JAKARTA (TheInsiderStories) – The green bond market hit a new all-time quarterly high in the second quarter (2Q) of 2019 as issuers brought $66.6 billion to the market globally. The propelling first half issuance to a record $117 billion, according to a new report by Moody’s Investors Service released on Thursday (08/08).
“First-half issuance was 47 percent higher than the same period of 2018, compared against the 11 percent year-over-year for the same six month periods of 2017 and 2018,” says Moody’s analyst Matthew Kuchtyak by adding the green bond market remains on course to eclipse our 2019 forecast of $200 billion of total issuance.
According to the report, corporates were the strongest contributors to overall green bond issuance in the second quarter, with $14.9 billion of non-financial corporate issuance and $13.6 billion of financial corporate issuance accounting for 22 percent and 20 percent of total volume, respectively, adds Kuchtyak.
European issuers accounted for a leading 54 percent of total issuance, driven by the large debut $6.7 billion sovereign green bond from Netherlands. Continued green bond market growth would be supported by the European Commission’ proposed taxonomy for environmentally sustainable economic activities and a report on a proposed EU Green Bond Standard, says Moody’s.
Additionally, the International Capital Market Association’ new Green and Social Bond Principles guidance documents represent an important step toward harmonizing the global green and social bond markets. Issuance of social and sustainability bonds also continues to grow rapidly, with the development of these more nascent markets mirroring the green bond market of a few years ago.
Social and sustainability bond issuance rose to a record level in the second quarter, with a combined $16.7 billion of issuance. The $30 billion of combined first-half social and sustainability bond issuance represents a 103% increase over the same period last year.
Previously, International Finance Corporation (IFC), a member of the World Bank Group, reported with about 1.2 billion more people expected to live in Asian cities in 35 years, the cities have the potential to attract more than $20 trillion in climate-related investments in six key sectors by 2030.
The agency analyzes climate-related targets and action plans in six regions, identifying opportunities in priority sectors such as green buildings, public transportation, electric vehicles, waste, water, and renewable energy.
It highlights innovative approaches that cities are already using—such as green bonds and public-private partnerships—to attract private capital and build urban resilience.
It says with its plans, policies and projects, the Asia Pacific region has the highest climate smart investment potential of any region in the world, with by far the biggest opportunity in green buildings, estimated at a US$17.8 trillion opportunity by 2030.
IFC Regional Director for East Asia and the Pacific, Vivek Pathak stated, “In Jakarta, there’s about $30 billion investment opportunity, particularly in green buildings, electric vehicles and renewable energy. The report shows mega-cities in Asia also have significant potential for investments that yield emission reductions.”

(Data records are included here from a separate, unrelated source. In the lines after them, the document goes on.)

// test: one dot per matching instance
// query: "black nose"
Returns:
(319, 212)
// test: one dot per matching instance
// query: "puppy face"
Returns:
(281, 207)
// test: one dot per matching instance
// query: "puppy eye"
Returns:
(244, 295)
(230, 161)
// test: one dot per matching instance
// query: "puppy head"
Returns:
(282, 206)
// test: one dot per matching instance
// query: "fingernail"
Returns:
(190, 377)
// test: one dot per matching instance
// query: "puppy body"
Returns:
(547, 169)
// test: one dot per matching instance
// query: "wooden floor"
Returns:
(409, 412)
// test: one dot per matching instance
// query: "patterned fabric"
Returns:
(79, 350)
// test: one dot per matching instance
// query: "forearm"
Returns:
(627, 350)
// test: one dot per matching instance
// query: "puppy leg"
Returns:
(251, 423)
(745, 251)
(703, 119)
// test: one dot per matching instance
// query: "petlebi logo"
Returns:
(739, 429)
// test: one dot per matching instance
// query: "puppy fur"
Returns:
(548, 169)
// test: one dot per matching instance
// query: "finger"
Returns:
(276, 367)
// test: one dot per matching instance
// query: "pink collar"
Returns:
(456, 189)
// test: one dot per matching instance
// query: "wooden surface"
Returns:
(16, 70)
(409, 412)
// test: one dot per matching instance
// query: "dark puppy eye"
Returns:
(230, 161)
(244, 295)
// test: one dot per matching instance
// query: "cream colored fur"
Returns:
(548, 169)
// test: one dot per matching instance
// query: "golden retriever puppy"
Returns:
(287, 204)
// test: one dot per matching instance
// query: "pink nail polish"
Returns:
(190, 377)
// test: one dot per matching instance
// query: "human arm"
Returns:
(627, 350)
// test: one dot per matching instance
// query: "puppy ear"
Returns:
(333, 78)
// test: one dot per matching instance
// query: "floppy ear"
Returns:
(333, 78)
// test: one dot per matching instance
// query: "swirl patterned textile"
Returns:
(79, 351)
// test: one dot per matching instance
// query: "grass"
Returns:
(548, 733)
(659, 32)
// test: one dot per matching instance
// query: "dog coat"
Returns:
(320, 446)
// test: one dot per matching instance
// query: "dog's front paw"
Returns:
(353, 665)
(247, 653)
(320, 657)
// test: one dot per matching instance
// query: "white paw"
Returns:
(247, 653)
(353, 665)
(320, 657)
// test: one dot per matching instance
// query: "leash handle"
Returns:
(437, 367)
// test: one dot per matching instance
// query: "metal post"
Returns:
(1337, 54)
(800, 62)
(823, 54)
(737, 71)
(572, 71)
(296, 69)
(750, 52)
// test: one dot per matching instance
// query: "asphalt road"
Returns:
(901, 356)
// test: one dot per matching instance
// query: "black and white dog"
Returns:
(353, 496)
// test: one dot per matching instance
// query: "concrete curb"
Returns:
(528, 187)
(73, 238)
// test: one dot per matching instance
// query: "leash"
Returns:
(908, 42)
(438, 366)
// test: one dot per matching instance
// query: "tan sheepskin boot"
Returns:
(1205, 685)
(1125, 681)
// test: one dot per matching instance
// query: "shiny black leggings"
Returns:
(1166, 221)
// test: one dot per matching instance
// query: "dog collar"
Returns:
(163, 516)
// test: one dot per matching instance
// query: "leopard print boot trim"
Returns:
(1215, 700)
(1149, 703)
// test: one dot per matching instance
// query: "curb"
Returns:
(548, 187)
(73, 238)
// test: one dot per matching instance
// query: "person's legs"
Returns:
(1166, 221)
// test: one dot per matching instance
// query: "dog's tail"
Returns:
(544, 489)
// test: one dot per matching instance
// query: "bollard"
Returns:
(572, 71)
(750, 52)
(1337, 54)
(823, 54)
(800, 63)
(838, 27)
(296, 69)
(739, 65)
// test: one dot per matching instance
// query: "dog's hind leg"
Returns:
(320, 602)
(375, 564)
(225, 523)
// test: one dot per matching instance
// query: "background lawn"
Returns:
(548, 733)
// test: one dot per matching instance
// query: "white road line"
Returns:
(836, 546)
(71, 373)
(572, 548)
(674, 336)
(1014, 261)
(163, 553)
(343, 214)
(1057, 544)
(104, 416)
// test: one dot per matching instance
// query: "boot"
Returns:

Globally, green buildings will account for $24.7 trillion of cities’ climate investment opportunities. Significant investment potential exists in low-carbon transportation solutions such as energy-efficient public transport ($1 trillion) and electric vehicles ($1.6 trillion). At the same time, clean energy ($842 billion), water ($1 trillion) and waste ($200 billion) remain essential components of sustainable urban development.
In Asia Pacific, the report estimates the investment potential in green buildings is $17.8 trillion, in waste $104 billion, public transport $352 billion, renewable energy $407 billion, climate-smart water $571 billion, and electric vehicles $783 billion.